Friday, January 07, 2005

A sign of things to come??

No, this isn't something about the NHL Lockout. If you can't figure out that each side is PRing to their hearts content-- you're lost. This is about what we've been talking about for a while now: minor league hockey overstretching their territorial boundries.

Yesterday, the ECHL announced that the ownership of the fledging Louisiana Ice Gators has been terminated and that the ECHL will assume majority control of the team until private investors in the Louisiana area can be found.

This could be the beginning of a domino effect in the ECHL. The Ice Gators were hurting before the WCHL became absorbed into the ECHL, and now with the, in my opinion, overexpansion of the league has hurt them even more because of travel cost and people not wanting to come out to see the team.

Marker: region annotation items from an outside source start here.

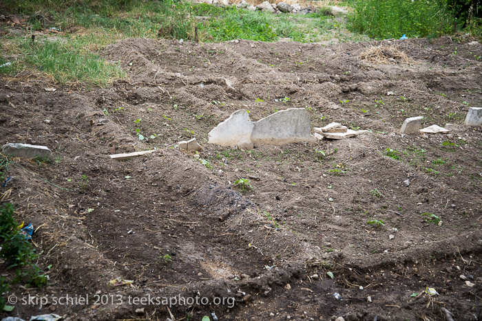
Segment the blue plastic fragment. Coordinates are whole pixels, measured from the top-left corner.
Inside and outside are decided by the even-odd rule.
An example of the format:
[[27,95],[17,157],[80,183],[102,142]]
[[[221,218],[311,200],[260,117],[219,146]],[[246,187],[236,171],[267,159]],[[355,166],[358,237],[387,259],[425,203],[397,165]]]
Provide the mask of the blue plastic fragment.
[[7,179],[5,180],[3,184],[1,184],[1,187],[6,187],[7,186],[7,183],[8,183],[8,181],[12,179],[12,177],[9,176]]
[[20,233],[23,234],[25,240],[32,239],[32,234],[34,232],[34,225],[29,224],[23,229],[20,230]]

Now, expansion is fine and I don't think many people have an issue of it. But in the case of the ECHL, they grew up too fast and seem to be not filling out into their body. In their first season with the new alignment, the ECHL has 32 teams. Three of them dropped out this season with one in Western Canada, of all places, coming into the league. The problem is that the teams are too spread out for a budget that isn't that of a NHL organization. When you get passed the Mississippi River, the Peoria Rivermen's next closest team West is the Texas Wildcatters whom are 1,015 miles away from each other and Las Vegas being a trite 1,680 miles away from Peoria. On a tight budget as some teams could be, that is a hard pill to swallow.

In the AHL, we've seem the league go from being primarily in the Northeast to making attempts to bridge the gap from the Northeast to Utah. Many teams are moving to other locations, Peoria being one of them moving from Worcester, MA to Peoria to make bridge to the West that much more reachable. With rumors going around about Omaha, NE being the next expansion and with the Dallas Stars moving their AHL team to Des Moines shows the effort to make the AHL more widespread, which will probably be the death of the league.

The best model right now is the SPHL. This is a league who has been through a lot in the past few months, but they have the right business model. They have teams in the Southeastern United States and don't look to expand outside that. With teams in North Carolina, Florida, Alabama, Georgia, and Tennessee; they keep the travel cost low and the travel only a day trip away.

Minor league hockey is doing well with the NHL Lockout in the fact of getting people to the arena and getting those who are left out in the cold some hockey, but when it is resolved and some people decided not to come back or even with some teams folding up shop; where will they go from there?? The health of minor league hockey depends on the smarts and realistic vision of the leagues executive and the prospective owners of the teams. However, we've seen in the recent past is that the "suits" aren't usually the smartest in the world.

This has been ScottyWazz. Take care of yourself and someone else. PEACE!!